Q&A 11 How do you display individual data points by category using a swarm plot?

11.1 Explanation

A swarm plot displays individual data points while intelligently spacing them to avoid overlap. Unlike strip plots (which may stack points randomly), swarm plots use a repulsion algorithm to spread points for better visibility.

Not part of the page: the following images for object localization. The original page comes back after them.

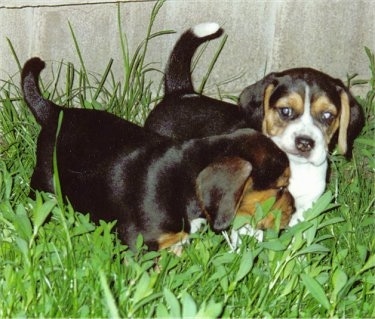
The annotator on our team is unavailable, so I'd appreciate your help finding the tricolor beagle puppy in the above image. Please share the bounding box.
[239,68,364,224]
[144,23,364,226]
[22,57,294,251]
[145,23,245,140]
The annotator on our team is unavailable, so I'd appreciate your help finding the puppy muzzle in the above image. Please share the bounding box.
[295,135,315,155]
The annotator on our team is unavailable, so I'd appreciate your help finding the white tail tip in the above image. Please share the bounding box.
[192,22,220,38]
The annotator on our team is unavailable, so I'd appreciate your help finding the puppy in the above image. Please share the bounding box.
[22,57,294,251]
[145,22,245,140]
[144,23,364,225]
[239,68,364,224]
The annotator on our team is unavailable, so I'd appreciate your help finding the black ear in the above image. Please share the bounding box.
[238,73,277,131]
[196,157,252,231]
[336,85,365,157]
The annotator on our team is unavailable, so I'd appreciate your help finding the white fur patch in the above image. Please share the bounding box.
[192,22,220,38]
[268,85,329,226]
[288,159,327,226]
[190,218,207,233]
[270,85,327,167]
[223,226,264,253]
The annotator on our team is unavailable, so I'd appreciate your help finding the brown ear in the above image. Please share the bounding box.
[337,88,365,156]
[261,84,275,135]
[238,73,276,132]
[196,157,252,231]
[337,91,350,154]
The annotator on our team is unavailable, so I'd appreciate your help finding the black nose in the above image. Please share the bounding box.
[295,136,315,152]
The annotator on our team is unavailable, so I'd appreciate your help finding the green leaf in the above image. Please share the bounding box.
[301,274,330,310]
[99,271,120,318]
[335,249,348,264]
[332,268,348,301]
[212,252,236,266]
[163,288,181,318]
[32,195,56,229]
[260,196,276,214]
[355,137,375,147]
[196,299,223,319]
[14,205,32,240]
[232,215,252,230]
[359,254,375,274]
[15,237,29,258]
[156,303,169,318]
[318,217,345,228]
[304,219,318,245]
[133,272,153,304]
[295,244,330,256]
[181,292,197,318]
[280,275,298,297]
[235,251,253,282]
[304,191,333,221]
[135,233,144,251]
[357,244,368,264]
[260,240,286,251]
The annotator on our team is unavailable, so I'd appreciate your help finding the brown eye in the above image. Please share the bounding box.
[321,112,335,125]
[278,107,295,120]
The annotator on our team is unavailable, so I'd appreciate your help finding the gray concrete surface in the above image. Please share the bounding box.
[1,0,374,97]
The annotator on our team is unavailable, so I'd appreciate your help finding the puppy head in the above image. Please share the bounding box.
[237,166,294,229]
[239,68,364,165]
[196,157,294,231]
[196,157,252,231]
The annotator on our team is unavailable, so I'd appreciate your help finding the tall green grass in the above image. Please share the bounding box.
[0,1,374,317]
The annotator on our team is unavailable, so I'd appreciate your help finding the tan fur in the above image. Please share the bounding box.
[262,85,346,149]
[236,167,293,229]
[262,84,277,135]
[338,91,351,154]
[262,87,305,137]
[157,232,189,251]
[311,95,340,143]
[275,92,304,113]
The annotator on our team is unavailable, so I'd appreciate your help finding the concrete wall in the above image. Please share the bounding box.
[1,0,374,97]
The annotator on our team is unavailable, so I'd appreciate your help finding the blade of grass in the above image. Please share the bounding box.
[198,34,228,93]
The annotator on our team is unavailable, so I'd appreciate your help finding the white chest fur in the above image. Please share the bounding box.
[288,158,327,225]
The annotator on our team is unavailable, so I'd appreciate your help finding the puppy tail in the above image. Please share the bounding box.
[21,57,57,125]
[165,22,223,95]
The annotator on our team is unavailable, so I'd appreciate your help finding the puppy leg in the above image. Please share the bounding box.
[157,232,190,256]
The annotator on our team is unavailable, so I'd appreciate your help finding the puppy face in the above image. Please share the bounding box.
[239,68,365,165]
[263,80,341,166]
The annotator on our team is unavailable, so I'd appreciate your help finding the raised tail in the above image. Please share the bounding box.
[164,22,223,95]
[21,57,57,125]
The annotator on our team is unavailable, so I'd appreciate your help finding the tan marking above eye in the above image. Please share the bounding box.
[275,92,304,115]
[311,95,340,142]
[311,95,338,119]
[263,91,304,136]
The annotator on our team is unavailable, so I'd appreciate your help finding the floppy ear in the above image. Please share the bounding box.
[261,84,276,135]
[337,87,365,156]
[238,73,276,131]
[196,157,252,231]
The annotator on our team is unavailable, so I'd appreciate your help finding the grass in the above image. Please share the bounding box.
[0,1,374,317]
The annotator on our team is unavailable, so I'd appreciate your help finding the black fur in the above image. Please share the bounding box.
[144,26,364,157]
[145,25,246,140]
[22,57,292,250]
[239,68,365,156]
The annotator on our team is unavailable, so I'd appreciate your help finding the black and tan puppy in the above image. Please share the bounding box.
[145,22,245,140]
[22,57,294,251]
[239,68,364,224]
[144,23,364,226]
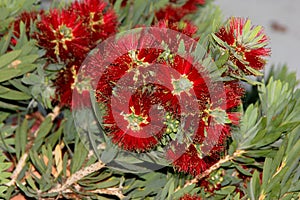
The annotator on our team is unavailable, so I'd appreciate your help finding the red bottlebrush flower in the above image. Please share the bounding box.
[54,65,79,107]
[94,46,181,151]
[224,81,244,110]
[179,194,202,200]
[166,62,243,175]
[156,20,198,38]
[12,11,39,42]
[168,144,208,176]
[53,64,91,108]
[215,17,271,76]
[168,117,232,175]
[35,9,90,63]
[198,178,222,193]
[155,5,185,22]
[109,0,128,7]
[182,0,205,11]
[155,0,205,22]
[70,0,118,47]
[103,86,178,152]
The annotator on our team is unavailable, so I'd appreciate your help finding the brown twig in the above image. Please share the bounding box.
[47,179,125,200]
[92,188,125,199]
[48,160,105,194]
[6,153,28,187]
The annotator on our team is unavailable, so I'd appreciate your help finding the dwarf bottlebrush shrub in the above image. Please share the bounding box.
[0,0,299,200]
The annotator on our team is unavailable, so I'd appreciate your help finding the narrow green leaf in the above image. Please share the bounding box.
[29,150,47,174]
[0,69,21,83]
[249,170,261,200]
[26,175,38,191]
[211,33,227,47]
[95,178,119,189]
[0,50,22,69]
[0,85,31,100]
[70,138,89,174]
[159,177,174,200]
[262,157,272,189]
[0,101,20,110]
[16,180,36,198]
[172,184,196,199]
[242,19,251,34]
[235,165,252,176]
[215,186,236,195]
[0,30,12,55]
[8,79,31,95]
[15,118,28,160]
[32,116,53,151]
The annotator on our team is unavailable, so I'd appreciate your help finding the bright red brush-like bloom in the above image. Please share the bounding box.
[11,11,39,44]
[42,0,118,107]
[179,194,202,200]
[156,20,198,38]
[103,86,179,151]
[182,0,205,11]
[168,110,239,175]
[35,9,90,63]
[35,0,117,63]
[95,47,178,151]
[70,0,118,47]
[109,0,128,7]
[166,66,243,175]
[215,17,270,76]
[53,65,77,107]
[54,64,91,108]
[2,10,41,50]
[155,0,205,22]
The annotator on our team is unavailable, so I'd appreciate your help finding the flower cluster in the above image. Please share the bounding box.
[166,81,243,176]
[14,0,270,177]
[32,0,118,107]
[80,25,245,176]
[215,17,270,76]
[35,0,117,64]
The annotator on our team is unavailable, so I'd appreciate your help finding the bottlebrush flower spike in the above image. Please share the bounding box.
[155,0,205,22]
[179,194,202,200]
[70,0,118,47]
[156,20,198,38]
[94,46,178,151]
[54,64,91,108]
[167,78,243,176]
[35,9,90,63]
[11,11,40,45]
[102,86,179,152]
[214,17,271,76]
[54,65,79,107]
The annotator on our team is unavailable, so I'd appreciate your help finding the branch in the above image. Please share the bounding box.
[51,179,125,199]
[176,150,246,192]
[92,188,125,199]
[48,160,105,194]
[6,106,60,187]
[6,153,28,187]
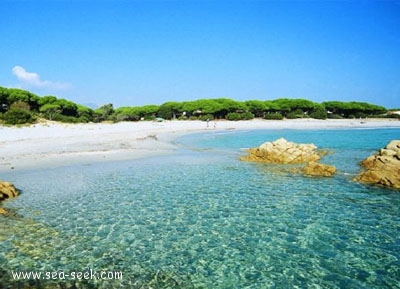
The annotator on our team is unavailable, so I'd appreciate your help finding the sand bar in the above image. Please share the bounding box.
[1,118,399,172]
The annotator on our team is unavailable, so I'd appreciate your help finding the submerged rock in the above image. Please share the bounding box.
[354,140,400,189]
[240,138,325,164]
[0,180,19,202]
[301,161,336,177]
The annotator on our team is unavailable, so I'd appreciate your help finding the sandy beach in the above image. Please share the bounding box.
[1,118,399,172]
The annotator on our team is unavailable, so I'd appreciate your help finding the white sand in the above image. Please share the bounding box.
[1,118,399,172]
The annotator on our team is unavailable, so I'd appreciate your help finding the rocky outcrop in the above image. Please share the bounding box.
[0,181,19,202]
[0,181,19,215]
[354,140,400,189]
[302,161,336,177]
[240,138,325,164]
[241,138,335,177]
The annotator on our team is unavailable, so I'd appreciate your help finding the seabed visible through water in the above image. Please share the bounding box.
[1,128,400,288]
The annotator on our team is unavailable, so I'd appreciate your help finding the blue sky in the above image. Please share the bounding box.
[1,1,400,108]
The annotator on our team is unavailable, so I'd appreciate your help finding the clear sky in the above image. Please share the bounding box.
[1,0,399,109]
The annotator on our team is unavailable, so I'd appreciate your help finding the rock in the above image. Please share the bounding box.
[301,161,336,177]
[0,181,19,202]
[240,138,324,164]
[241,138,336,178]
[354,140,400,189]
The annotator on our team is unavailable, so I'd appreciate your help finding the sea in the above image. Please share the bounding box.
[1,128,400,288]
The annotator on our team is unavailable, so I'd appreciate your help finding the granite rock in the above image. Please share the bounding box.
[301,161,336,177]
[354,140,400,189]
[240,138,325,164]
[0,180,19,202]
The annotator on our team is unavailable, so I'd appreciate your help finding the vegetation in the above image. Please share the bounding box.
[0,86,390,125]
[2,108,36,125]
[264,113,284,120]
[322,101,386,119]
[226,111,254,121]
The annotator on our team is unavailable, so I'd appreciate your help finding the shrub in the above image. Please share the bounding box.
[2,108,35,125]
[10,100,31,111]
[178,115,188,120]
[309,108,327,120]
[226,112,241,121]
[226,112,254,121]
[242,111,254,120]
[384,114,400,119]
[53,114,80,123]
[142,115,155,121]
[287,109,304,119]
[77,116,91,123]
[286,112,298,119]
[354,112,367,118]
[199,114,214,121]
[264,113,283,120]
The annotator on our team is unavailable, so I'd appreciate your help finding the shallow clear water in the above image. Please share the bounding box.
[1,128,400,288]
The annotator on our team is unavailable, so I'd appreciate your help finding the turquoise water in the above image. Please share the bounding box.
[1,128,400,288]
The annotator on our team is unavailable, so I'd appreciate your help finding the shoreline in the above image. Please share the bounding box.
[1,118,399,173]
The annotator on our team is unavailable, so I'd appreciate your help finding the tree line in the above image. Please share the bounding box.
[0,86,391,125]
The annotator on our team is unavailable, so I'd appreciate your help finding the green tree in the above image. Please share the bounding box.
[181,99,222,118]
[114,107,141,121]
[38,95,58,106]
[309,107,327,119]
[264,113,283,120]
[77,105,94,122]
[57,99,78,116]
[7,88,40,111]
[113,105,159,121]
[269,98,319,117]
[95,104,114,121]
[0,87,9,112]
[40,103,62,120]
[213,98,246,119]
[138,105,159,120]
[270,99,292,116]
[158,102,182,120]
[322,101,386,118]
[244,100,266,117]
[181,100,199,116]
[264,100,280,113]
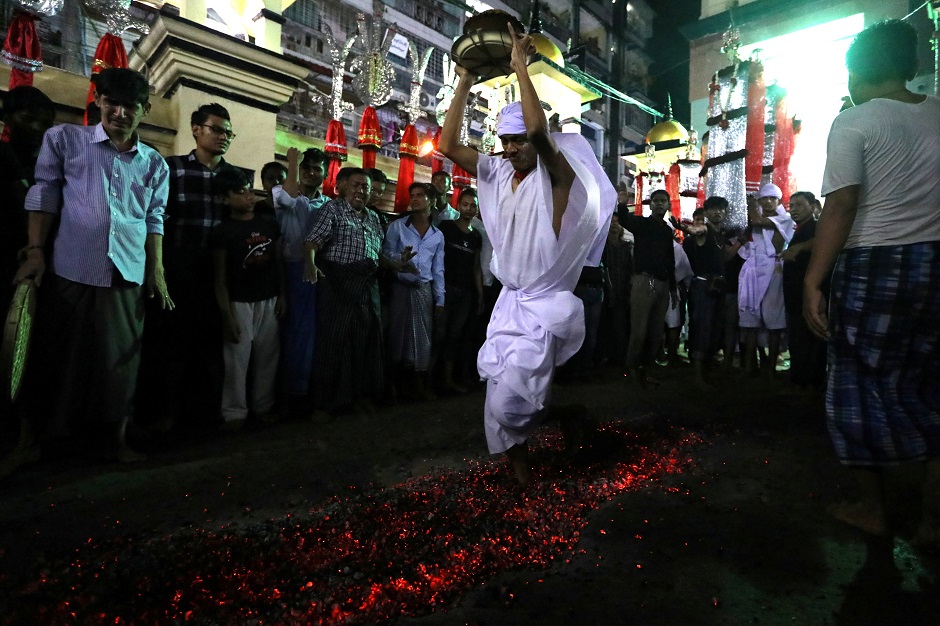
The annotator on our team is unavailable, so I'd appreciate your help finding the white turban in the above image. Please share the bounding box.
[496,101,526,136]
[758,183,782,199]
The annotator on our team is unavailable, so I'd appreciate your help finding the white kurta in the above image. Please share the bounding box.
[737,207,795,329]
[476,134,615,453]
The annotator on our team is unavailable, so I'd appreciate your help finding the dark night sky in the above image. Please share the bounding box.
[646,0,702,125]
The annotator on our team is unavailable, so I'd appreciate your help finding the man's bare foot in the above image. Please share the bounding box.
[0,445,41,479]
[827,500,888,536]
[506,444,532,486]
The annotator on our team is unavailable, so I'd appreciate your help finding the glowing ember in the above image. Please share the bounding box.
[0,425,699,625]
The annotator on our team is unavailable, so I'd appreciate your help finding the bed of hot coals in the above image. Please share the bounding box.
[0,423,700,625]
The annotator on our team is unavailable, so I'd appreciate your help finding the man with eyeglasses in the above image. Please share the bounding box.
[3,68,170,476]
[138,103,235,435]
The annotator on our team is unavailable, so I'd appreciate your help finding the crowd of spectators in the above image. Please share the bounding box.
[1,67,828,475]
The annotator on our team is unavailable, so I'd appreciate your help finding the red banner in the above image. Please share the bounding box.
[2,13,42,90]
[85,33,129,124]
[393,124,419,213]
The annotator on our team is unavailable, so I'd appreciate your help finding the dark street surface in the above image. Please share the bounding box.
[1,364,938,624]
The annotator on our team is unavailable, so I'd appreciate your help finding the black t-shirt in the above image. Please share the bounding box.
[438,220,482,288]
[209,214,281,302]
[618,211,675,283]
[254,199,276,217]
[683,228,725,278]
[783,219,826,311]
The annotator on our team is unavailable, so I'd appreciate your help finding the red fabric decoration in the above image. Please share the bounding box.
[430,128,445,174]
[666,162,681,222]
[3,13,42,90]
[450,164,472,208]
[634,173,645,216]
[357,105,381,170]
[393,124,419,213]
[772,96,794,205]
[323,119,348,198]
[744,60,766,195]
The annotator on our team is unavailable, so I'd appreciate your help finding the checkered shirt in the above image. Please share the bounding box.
[305,198,383,265]
[164,151,226,250]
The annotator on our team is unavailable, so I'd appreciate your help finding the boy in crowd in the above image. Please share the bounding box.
[683,198,728,388]
[211,165,283,429]
[430,170,459,226]
[254,161,287,217]
[436,187,484,392]
[383,182,445,400]
[274,147,328,409]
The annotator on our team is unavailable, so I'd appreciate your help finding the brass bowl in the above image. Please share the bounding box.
[451,30,514,81]
[462,9,524,36]
[452,10,525,81]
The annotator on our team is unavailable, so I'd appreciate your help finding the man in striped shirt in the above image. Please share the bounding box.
[3,68,170,475]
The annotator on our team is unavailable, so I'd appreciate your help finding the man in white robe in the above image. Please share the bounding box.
[440,24,616,484]
[738,183,795,377]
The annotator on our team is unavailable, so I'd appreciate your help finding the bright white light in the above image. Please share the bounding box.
[738,13,864,197]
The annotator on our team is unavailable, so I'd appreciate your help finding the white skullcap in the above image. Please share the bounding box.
[758,183,782,199]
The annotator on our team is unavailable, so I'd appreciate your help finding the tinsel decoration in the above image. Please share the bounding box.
[446,93,477,204]
[12,0,61,14]
[322,24,357,197]
[702,63,749,230]
[435,54,458,127]
[80,0,149,36]
[2,12,43,89]
[351,9,394,169]
[676,159,701,221]
[744,60,765,194]
[394,41,433,213]
[83,33,128,125]
[432,55,460,173]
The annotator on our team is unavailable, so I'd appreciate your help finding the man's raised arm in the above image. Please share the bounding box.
[508,23,574,190]
[438,66,480,177]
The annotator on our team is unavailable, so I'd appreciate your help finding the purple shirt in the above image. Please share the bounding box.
[25,123,169,287]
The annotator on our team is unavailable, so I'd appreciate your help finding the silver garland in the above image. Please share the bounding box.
[13,0,62,16]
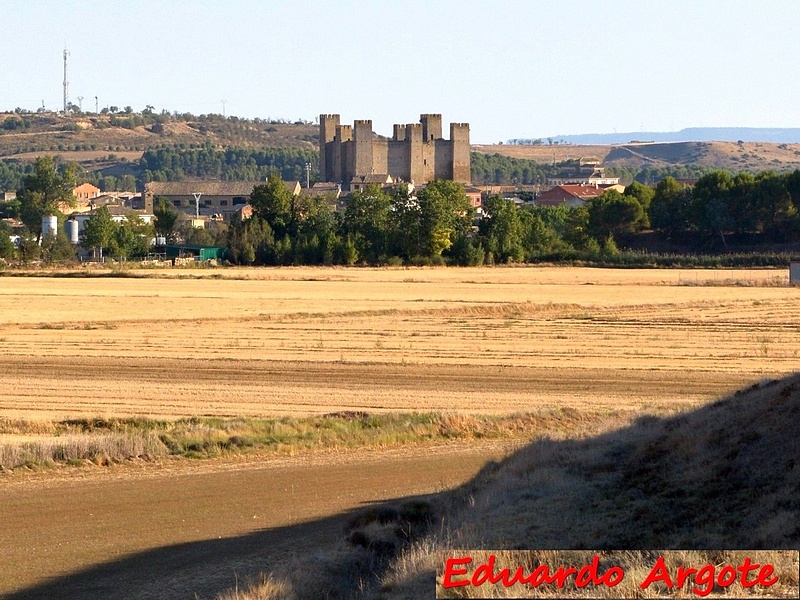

They are especially helpful when:

  • The dataset is small to medium-sized
  • You want to show raw observations
  • Identifying clusters, gaps, or outliers is important

Combining swarm plots with color (hue) and category grouping enhances clarity and storytelling.


11.2 Python Code

import pandas as pd
import seaborn as sns
import matplotlib.pyplot as plt

# Load dataset
iris = pd.read_csv("data/iris.csv")

# Set style
sns.set(style="whitegrid")

# Swarm plot
plt.figure(figsize=(8, 6))
sns.swarmplot(data=iris, x="species", y="sepal_length", hue="species", palette="Set2", dodge=False, size=6)
plt.title("Swarm Plot: Sepal Length by Species", fontsize=14)
plt.xlabel("Species")
plt.ylabel("Sepal Length")
plt.tight_layout()
plt.show()

11.3 R Code

library(readr)
library(ggplot2)
library(ggbeeswarm)

# Load dataset
iris <- read_csv("data/iris.csv")

# Swarm plot using ggbeeswarm::geom_quasirandom
ggplot(iris, aes(x = species, y = sepal_length, color = species)) +
  geom_quasirandom(size = 2.5, width = 0.25) +
  scale_color_brewer(palette = "Set2") +
  theme_minimal() +
  labs(title = "Swarm Plot: Sepal Length by Species",
       x = "Species", y = "Sepal Length")


Swarm plots reveal individual data points without overlap, making them ideal for exploring real observations, spotting outliers, and understanding group patterns in moderate-sized datasets.